Charles Wesley Piercy (1833–1861), was a California Democratic politician, Assemblyman, and Douglas Democrat who was killed in a duel with a Southern Democrat Assemblyman Daniel Showalter in the last political duel in California.

Biography

Charles Wesley Piercy was born in Decatur County, Iowa, on June 11, 1833 to Nathan Piercy and Elizabeth Scott Piercy. He came across the continent to California in 1852, in a small party that included Daniel Showalter of Pennsylvania; however, upon arrival in California they went their separate ways.[1] Piercy settled in El Monte and in 1858, joined with others there in purchasing and reselling the lands of Mormons returning to Utah at the time of the Utah War. Allied to those interests, he was elected Sheriff of San Bernardino County in 1859. Piercy resigned in October 1860 to run for a seat in the State Assembly.

In the bitterly contested campaign of 1860, Charles W. Piercy was nominated for member of the 1st District of the California General Assembly by one party, and W. A. Conn, the incumbent, by the other. Piercy was elected, but there were claims of fraud. The accusation was that polls at Temescal, maintained by a local resident named James Greenwade, remained open for three weeks and continuously furnished votes for Piercy.
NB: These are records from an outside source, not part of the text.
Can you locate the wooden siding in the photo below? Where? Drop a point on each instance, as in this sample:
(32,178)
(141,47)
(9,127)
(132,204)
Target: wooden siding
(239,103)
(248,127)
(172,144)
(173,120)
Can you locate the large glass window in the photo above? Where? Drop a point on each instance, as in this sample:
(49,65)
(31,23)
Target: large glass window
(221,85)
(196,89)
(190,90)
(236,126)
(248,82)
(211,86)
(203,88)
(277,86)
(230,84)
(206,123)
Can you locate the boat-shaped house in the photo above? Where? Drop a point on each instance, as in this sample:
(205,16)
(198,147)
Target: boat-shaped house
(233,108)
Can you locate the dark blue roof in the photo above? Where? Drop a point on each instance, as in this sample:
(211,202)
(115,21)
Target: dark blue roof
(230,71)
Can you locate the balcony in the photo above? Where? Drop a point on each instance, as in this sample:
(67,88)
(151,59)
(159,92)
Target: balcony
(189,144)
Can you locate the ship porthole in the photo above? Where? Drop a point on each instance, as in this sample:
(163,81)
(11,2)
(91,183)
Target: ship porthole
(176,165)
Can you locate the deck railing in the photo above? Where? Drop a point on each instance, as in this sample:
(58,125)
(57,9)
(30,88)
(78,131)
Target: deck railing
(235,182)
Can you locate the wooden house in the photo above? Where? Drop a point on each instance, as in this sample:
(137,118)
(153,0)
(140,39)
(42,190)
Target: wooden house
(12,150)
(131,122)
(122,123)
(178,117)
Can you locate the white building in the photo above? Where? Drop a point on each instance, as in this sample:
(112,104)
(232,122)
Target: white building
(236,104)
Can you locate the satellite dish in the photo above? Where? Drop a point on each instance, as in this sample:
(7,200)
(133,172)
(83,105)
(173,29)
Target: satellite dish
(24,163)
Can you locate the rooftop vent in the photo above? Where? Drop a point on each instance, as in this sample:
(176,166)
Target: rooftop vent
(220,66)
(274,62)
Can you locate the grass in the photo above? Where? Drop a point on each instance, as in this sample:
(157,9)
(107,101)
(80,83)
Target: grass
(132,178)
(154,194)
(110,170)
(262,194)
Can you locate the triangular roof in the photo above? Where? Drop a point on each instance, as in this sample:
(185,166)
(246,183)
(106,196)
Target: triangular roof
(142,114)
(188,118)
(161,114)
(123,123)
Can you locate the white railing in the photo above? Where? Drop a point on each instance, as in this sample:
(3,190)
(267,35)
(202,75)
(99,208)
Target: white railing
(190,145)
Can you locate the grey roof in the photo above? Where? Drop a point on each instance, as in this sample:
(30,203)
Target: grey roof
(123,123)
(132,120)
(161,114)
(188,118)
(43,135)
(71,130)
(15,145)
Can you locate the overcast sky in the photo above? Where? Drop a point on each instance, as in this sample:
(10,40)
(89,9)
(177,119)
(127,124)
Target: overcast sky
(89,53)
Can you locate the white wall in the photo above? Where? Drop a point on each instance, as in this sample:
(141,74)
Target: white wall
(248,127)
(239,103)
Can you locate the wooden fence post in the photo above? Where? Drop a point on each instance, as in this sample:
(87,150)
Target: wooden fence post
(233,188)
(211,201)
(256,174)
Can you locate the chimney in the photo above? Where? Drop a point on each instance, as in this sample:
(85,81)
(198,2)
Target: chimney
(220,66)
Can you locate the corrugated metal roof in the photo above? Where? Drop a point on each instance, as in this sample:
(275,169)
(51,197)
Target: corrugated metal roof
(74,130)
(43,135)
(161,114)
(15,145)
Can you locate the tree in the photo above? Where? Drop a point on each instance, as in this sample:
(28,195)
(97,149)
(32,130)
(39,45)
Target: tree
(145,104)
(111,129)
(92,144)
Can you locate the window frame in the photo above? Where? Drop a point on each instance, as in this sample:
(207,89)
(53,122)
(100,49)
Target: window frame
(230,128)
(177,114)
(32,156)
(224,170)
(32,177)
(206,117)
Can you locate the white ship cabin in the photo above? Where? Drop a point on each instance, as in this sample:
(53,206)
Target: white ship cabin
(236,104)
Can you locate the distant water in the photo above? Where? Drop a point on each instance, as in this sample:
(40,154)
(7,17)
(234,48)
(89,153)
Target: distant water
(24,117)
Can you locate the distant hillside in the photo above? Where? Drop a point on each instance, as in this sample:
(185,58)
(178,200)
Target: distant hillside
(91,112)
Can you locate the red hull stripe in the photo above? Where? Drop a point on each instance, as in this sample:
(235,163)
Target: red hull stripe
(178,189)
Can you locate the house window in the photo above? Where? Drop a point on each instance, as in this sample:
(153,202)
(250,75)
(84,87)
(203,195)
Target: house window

The case was taken to court, where the two opposing lawyers, H. M. Willis and Bethel Coopwood, had a fight in which Coopwood sustained a slight wound, but won the case. Piercy won his seat as a member of the 1861-62 California State Assembly, representing California's 1st State Assembly District.[2][3]

Piercy and Daniel Showalter, an Assemblyman who represented the Breckinridge Democrats, disagreed over the U.S. Senate election to a point that provoked a duel. On May 25, 1861 their duel with rifles, was held in Fairfax, California at the home of Democratic politician Charles S. Fairfax. After attempts to prevent the duel were made by friends, the first shots were exchanged and both parties missed, Showalter asked for a second firing, and managed to shoot Piercy, who was killed. It was the last duel between political figures in California.[4]

Charles W. Piercy was buried in Lone Mountain Cemetery, in San Francisco.[5] When San Francisco passed an ordinance in 1912 evicting all existing cemeteries from city limits the remains of Piercy were sent to Colma.